Write local

An analysis of the 100 books published since 1900 that most often appeared on best-of lists found that for 61 of the 100, the book was at least partly set in a place the author lived.

Of the other 39 books, the average minimum distance between where the author once lived and where the book is set is just 73.7 miles.

This should be good news to me, even though none of my five published novels have made it on these best-of lists.

Something Missing, Memoirs of an Imaginary Friend, and Twenty-one Truths About Love are all set in the area where I have been living for the past 25 years. Almost all of the locations are real, including the homes that many of my characters inhabit.

Unexpectedly, Milo is also set in the town where I live, though it also includes a long section of road trip to a town in North Carolina.

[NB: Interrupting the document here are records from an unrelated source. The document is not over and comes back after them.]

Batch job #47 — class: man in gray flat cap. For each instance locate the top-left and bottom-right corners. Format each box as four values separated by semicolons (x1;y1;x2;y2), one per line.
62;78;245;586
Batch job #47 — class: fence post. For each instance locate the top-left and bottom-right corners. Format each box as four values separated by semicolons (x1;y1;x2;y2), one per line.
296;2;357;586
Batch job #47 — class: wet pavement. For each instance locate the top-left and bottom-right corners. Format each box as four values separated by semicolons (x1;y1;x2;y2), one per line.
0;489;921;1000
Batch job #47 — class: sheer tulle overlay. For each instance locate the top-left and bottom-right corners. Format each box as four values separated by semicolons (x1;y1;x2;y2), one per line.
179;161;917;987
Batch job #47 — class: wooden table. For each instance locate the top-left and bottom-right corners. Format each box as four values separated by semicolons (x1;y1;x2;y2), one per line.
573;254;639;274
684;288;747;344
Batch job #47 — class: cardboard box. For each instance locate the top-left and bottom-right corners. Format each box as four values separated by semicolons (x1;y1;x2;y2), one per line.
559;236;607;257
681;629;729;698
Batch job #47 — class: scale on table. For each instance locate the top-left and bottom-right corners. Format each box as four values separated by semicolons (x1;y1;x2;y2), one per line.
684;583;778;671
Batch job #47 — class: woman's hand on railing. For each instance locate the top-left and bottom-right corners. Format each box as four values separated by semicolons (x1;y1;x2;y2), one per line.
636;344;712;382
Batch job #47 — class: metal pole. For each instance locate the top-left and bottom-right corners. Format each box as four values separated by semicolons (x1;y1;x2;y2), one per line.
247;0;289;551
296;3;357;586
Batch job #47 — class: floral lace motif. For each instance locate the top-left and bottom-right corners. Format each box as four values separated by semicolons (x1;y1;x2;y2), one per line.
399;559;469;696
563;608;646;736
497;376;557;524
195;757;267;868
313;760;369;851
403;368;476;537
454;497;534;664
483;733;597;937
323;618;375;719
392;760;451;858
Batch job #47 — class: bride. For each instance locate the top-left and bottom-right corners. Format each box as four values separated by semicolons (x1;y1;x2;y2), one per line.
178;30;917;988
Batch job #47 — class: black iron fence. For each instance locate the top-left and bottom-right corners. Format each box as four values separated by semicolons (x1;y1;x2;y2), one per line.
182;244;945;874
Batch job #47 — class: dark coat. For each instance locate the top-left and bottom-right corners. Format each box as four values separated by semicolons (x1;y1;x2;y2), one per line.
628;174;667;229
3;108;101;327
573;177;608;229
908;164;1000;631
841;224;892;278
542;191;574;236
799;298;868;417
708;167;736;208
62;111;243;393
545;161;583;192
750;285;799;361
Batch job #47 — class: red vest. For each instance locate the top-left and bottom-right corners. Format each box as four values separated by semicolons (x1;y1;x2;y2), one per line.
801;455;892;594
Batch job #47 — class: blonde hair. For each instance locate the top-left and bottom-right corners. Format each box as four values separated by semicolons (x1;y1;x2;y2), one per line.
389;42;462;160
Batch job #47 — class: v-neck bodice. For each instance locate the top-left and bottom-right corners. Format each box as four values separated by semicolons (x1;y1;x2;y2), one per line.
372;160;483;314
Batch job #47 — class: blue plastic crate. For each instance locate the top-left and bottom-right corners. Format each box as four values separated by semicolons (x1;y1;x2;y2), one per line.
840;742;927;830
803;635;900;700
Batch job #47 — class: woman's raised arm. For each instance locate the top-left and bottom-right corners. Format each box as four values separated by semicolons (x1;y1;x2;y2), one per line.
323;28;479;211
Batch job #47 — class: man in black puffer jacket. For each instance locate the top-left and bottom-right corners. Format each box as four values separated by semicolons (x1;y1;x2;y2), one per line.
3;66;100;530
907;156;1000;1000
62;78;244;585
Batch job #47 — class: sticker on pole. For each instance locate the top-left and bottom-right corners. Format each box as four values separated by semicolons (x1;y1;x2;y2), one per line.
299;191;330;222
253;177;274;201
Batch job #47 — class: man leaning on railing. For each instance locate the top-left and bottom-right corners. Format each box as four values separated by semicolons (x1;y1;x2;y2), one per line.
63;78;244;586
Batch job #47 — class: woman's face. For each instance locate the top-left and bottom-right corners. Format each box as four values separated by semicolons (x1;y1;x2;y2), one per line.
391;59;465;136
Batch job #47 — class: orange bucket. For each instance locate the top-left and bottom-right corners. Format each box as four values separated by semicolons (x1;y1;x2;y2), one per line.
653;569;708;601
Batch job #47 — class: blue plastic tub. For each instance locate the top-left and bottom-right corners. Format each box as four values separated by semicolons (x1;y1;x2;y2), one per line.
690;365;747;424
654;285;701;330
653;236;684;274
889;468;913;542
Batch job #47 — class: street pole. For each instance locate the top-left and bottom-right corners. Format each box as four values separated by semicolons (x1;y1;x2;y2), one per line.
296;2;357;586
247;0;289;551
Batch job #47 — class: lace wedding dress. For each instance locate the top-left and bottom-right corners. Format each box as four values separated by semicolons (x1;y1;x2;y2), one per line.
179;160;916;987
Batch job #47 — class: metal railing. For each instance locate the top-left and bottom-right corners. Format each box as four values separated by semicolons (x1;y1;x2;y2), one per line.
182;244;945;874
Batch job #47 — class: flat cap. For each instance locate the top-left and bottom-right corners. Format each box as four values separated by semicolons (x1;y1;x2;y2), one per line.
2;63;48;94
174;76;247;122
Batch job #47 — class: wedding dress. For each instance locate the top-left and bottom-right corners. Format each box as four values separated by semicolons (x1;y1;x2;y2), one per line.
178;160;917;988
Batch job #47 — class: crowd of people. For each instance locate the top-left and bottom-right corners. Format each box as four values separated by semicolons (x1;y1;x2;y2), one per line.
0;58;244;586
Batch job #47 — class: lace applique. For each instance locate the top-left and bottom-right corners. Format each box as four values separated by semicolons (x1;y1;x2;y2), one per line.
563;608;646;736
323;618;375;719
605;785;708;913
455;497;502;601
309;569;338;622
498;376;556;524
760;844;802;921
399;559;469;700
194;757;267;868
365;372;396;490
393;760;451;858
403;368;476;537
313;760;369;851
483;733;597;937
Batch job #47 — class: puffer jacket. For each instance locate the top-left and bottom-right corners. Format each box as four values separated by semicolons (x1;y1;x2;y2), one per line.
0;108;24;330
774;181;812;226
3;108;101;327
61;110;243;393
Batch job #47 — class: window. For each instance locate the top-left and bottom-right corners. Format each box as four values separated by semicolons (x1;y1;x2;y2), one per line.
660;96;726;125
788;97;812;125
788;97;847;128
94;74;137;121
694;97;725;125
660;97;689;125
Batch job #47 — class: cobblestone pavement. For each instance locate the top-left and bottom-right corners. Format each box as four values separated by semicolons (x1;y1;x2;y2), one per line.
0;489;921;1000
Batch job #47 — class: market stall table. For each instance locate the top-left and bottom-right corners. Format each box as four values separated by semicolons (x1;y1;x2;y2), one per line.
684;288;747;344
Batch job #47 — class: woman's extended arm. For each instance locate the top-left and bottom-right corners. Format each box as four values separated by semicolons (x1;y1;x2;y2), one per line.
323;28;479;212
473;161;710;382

Storyworthy: Engage, Teach, Persuade, and Change Your Life Through the Power of Storytelling is a nonfiction book, but it’s filled with stories set in many place, but most of them are towns where I once lived, including the town in which I live today.

The Perfect Comeback of Caroline Jacobs (and the upcoming The Other Mother) are both set in my hometown of Blackstone, Massachusetts, where I spent the first 18 years of my life. And that town is just 68 miles from where I’m currently living, meaning every one of my books would fit perfectly into this analysis.

All except for the best-of lists part.

In fact, the only book I ever wrote that was set in a fictional town was my only unpublished novel. It’s set in an invented town in Vermont.

Sadly, nobody wanted it.

This doesn’t mean that it wasn’t any good, of course. I think it’s a great story that deserved to be written and published, but unfortunately, no publisher seems to agree.

Yet.

But it’s interesting how it’s the only book that isn’t set in a town within the seemingly magical 73.7 mile limit is the one that I could not sell.